Well, if you can believe it, after 14 hours, my amazing surgery team was able to get the whole thing!! Imagine the skills and patience it took to do that. No one could believe they got the entire tumour. It was incredible news and a TOTAL game-changer!

And the cancer journey begins

Before surgery, I had asked them to take pictures of my tumour for me. And they did! Not like a selfie or anything. I can assure you it was all very professional.

Following surgery, I had to spend five days in ICU. Believe it or not, one of the hardest parts of my entire treatment was lying in bed with a breathing tube down my throat and not being able to talk for FOUR days! It was agony. It was the quietest I have ever been!

Even though, today, my cancer is gone and I am cured, I made friends who didn’t survive. And, that is why supporting pediatric cancer research through organizations like Kids Cancer Care is so important. It’s about saving EVERY kid. And making sure they survive with fewer side-effects from the very treatments that saved them.

So I survived cancer and people call me brave. I guess so. But imagine how daunting it must have been for my surgeons to go into that operating room. Imagine the skill it took to take out the entire tumour and not damage my aorta.

Imagine the pressure.

And the surgery is successful! But their job’s not done. Now, they have to ask me if they can have my tumour for research—to help other kids.

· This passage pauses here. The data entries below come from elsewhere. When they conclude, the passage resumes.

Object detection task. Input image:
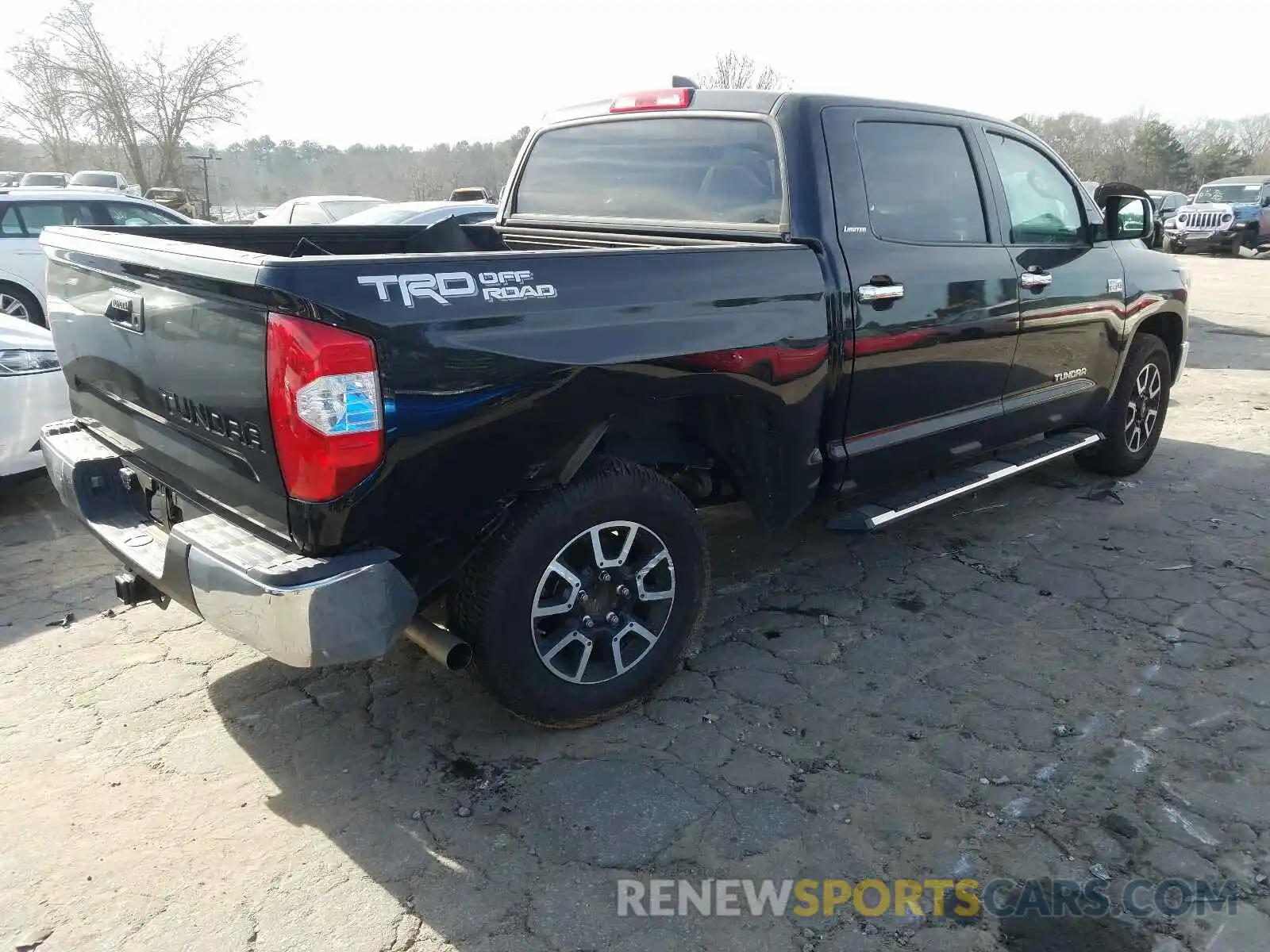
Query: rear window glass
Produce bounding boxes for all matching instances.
[516,116,783,225]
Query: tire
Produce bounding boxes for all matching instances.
[451,457,710,727]
[1076,334,1172,476]
[0,284,48,328]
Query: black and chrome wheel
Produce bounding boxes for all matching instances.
[0,284,44,328]
[451,457,710,727]
[1124,363,1164,453]
[529,520,675,684]
[1077,334,1172,476]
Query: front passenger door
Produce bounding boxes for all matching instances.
[821,106,1018,485]
[984,127,1124,436]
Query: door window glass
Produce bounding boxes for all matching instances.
[988,132,1082,245]
[0,205,27,237]
[856,122,988,244]
[291,202,330,225]
[106,202,184,227]
[17,202,95,235]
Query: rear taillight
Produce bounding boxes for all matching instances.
[265,313,383,503]
[608,87,692,113]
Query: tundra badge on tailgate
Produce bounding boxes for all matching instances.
[357,271,556,307]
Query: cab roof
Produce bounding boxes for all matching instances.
[1206,175,1270,186]
[542,86,1027,132]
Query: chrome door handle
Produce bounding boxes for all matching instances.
[856,284,904,303]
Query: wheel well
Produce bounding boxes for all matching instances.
[595,401,726,495]
[1138,311,1183,376]
[0,278,48,326]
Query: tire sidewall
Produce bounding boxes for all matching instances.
[472,480,710,721]
[1105,335,1172,466]
[0,284,48,328]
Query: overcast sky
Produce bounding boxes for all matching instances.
[0,0,1270,148]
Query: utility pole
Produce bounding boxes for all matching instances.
[186,146,221,218]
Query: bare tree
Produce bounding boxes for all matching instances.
[697,49,789,89]
[1234,113,1270,173]
[137,36,252,182]
[0,40,84,169]
[0,0,252,188]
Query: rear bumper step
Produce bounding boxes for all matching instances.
[40,420,418,668]
[826,429,1103,532]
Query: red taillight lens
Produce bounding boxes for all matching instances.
[265,313,383,503]
[608,87,692,113]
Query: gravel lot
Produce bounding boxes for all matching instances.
[0,256,1270,952]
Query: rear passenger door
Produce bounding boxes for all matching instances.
[0,201,94,303]
[822,106,1018,484]
[980,125,1122,434]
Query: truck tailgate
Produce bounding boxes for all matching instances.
[43,230,288,539]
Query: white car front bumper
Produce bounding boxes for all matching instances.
[0,368,71,476]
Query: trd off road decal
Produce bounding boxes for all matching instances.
[357,271,556,307]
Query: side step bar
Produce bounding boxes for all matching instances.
[826,429,1103,532]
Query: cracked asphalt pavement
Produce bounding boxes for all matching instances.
[0,256,1270,952]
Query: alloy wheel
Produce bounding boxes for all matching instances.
[529,522,675,684]
[1124,363,1164,453]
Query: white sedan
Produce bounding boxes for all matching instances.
[339,202,498,225]
[0,315,71,480]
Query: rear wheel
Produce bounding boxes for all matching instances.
[1076,334,1172,476]
[0,284,48,328]
[451,457,710,727]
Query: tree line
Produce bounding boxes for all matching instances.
[1014,113,1270,193]
[0,9,1270,205]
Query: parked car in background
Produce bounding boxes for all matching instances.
[339,202,498,225]
[1147,188,1187,251]
[146,188,197,218]
[0,188,192,326]
[0,314,70,486]
[1166,175,1270,256]
[68,170,129,192]
[256,195,385,225]
[17,171,71,188]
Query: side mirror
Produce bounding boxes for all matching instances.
[1094,182,1156,241]
[1106,195,1156,241]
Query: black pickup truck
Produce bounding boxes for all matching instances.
[40,87,1189,726]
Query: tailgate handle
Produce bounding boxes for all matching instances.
[106,290,146,334]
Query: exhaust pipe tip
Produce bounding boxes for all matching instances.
[402,617,472,671]
[442,639,472,671]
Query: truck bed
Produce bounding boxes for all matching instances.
[42,224,830,593]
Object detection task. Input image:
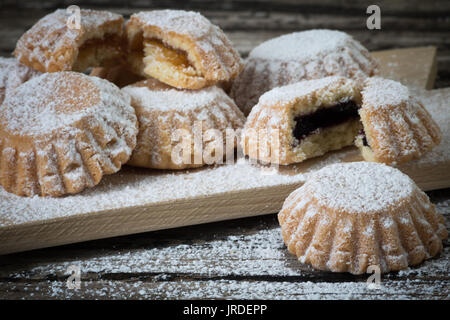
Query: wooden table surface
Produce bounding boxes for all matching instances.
[0,0,450,299]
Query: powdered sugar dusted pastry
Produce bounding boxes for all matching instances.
[0,72,138,196]
[242,77,361,165]
[14,9,124,72]
[122,79,245,169]
[278,162,448,274]
[0,57,41,105]
[126,10,242,89]
[89,65,145,88]
[355,77,441,164]
[231,30,377,114]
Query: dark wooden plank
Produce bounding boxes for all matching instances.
[0,189,450,299]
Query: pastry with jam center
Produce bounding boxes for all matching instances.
[242,77,361,165]
[278,162,448,274]
[230,29,378,115]
[14,9,124,72]
[126,10,242,89]
[0,71,138,197]
[355,77,441,165]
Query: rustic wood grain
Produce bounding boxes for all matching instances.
[0,0,450,299]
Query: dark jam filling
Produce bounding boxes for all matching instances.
[293,100,358,141]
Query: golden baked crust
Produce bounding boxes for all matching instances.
[122,79,245,169]
[355,77,441,164]
[278,162,448,274]
[0,72,138,197]
[126,10,242,89]
[230,30,378,115]
[89,65,145,88]
[14,9,124,72]
[241,77,361,165]
[0,57,41,105]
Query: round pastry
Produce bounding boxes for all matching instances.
[231,30,377,115]
[0,72,138,196]
[122,79,245,169]
[278,162,447,274]
[14,9,124,72]
[241,76,361,165]
[89,65,145,88]
[0,57,41,105]
[355,77,441,164]
[126,10,242,89]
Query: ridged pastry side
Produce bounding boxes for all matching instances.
[14,9,124,72]
[0,73,137,197]
[230,30,378,115]
[356,77,441,164]
[126,10,243,89]
[0,57,41,105]
[278,162,448,274]
[122,79,245,169]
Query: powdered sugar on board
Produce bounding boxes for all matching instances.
[0,201,450,299]
[0,89,450,226]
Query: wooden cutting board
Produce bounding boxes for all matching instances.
[0,47,450,254]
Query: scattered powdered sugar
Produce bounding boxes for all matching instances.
[0,210,450,299]
[249,29,367,61]
[362,77,411,108]
[122,85,225,111]
[0,57,41,104]
[0,72,131,136]
[302,162,416,212]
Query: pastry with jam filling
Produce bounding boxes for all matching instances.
[242,76,361,165]
[126,10,243,89]
[14,9,124,72]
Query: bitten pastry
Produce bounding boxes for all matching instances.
[355,77,441,164]
[231,30,378,115]
[0,72,138,197]
[0,57,41,105]
[122,79,245,169]
[126,10,242,89]
[242,77,361,165]
[278,162,448,274]
[14,9,124,72]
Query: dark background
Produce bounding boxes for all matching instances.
[0,0,450,88]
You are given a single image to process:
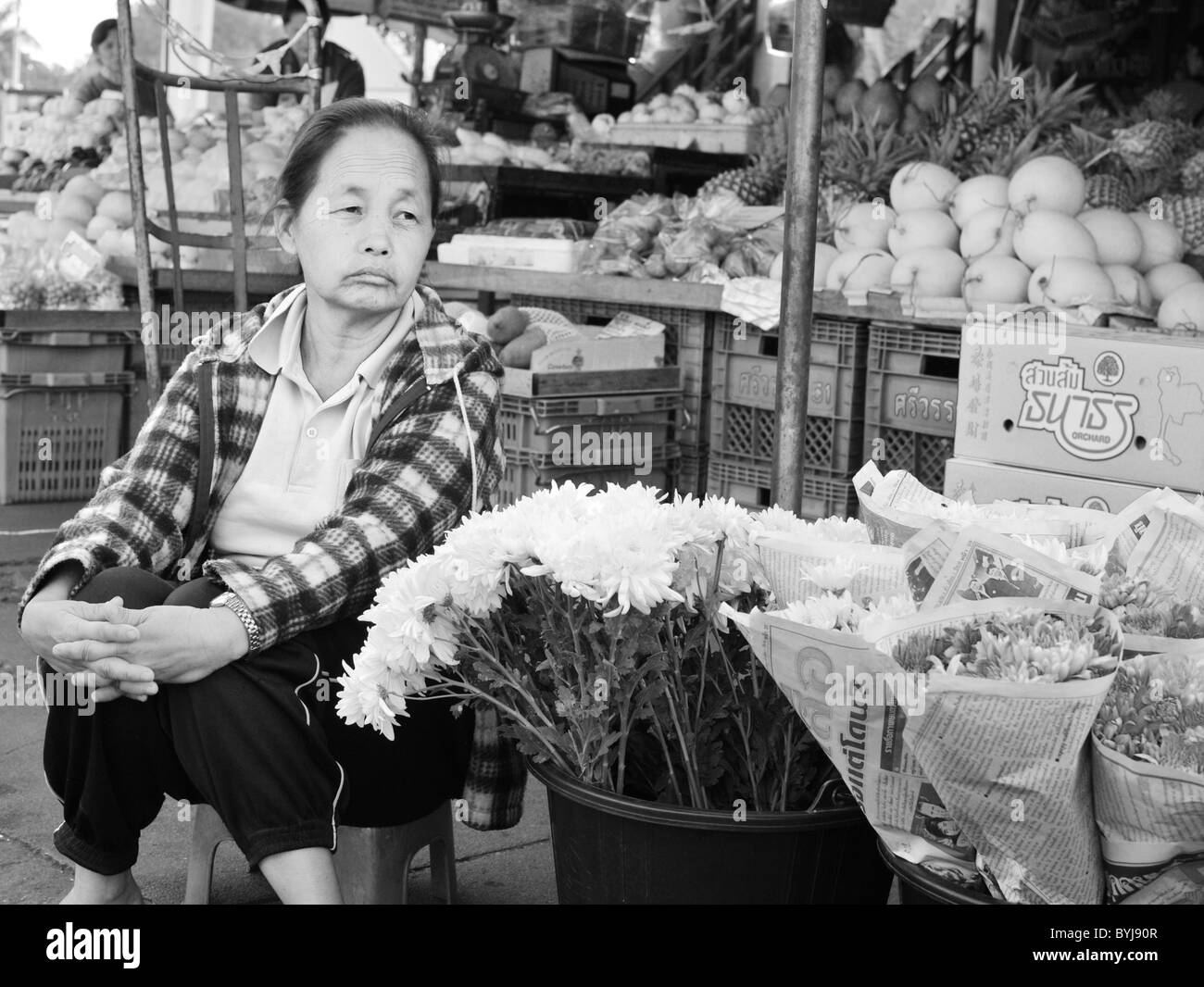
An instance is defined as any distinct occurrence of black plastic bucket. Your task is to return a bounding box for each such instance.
[878,840,1007,906]
[530,765,891,906]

They did ask me. And I have to be honest. I hesitated, just for a moment, only because I kinda’ wanted to keep it myself. Like maybe get a shadow box for it and keep it in my room. That might have been cool. But then I realized my tumour would do more good in the hands of world-class researchers, so of course, I said they could have it.

I was given the opportunity to visit my surgeon Dr. Paul Beaudry in his research lab. He is studying my tumour to invent new treatments that will help kids like me in the future.

KCC Gift Celebration_Maddie Tutt with Dr Paul Beaudry_Sept 1 2015
Maddie with her surgeron Dr. Paul Beaudry

Dr. Beaudry is what they call a clinician-researcher and is part of the Experimental and Applied Therapeutics research initiative, which Kids Cancer Care helps fund, at the Alberta Children’s Hospital Research Institute and the University of Calgary.

What’s cool is that what he learns from my tumour can be applied by cancer researchers, not just here in Calgary, but all over the world.

So basically my tumour is famous!

In all seriousness, these amazing people helped me. They accomplished the near impossible and they gave me my life back. I am alive today because of medical research and modern health care.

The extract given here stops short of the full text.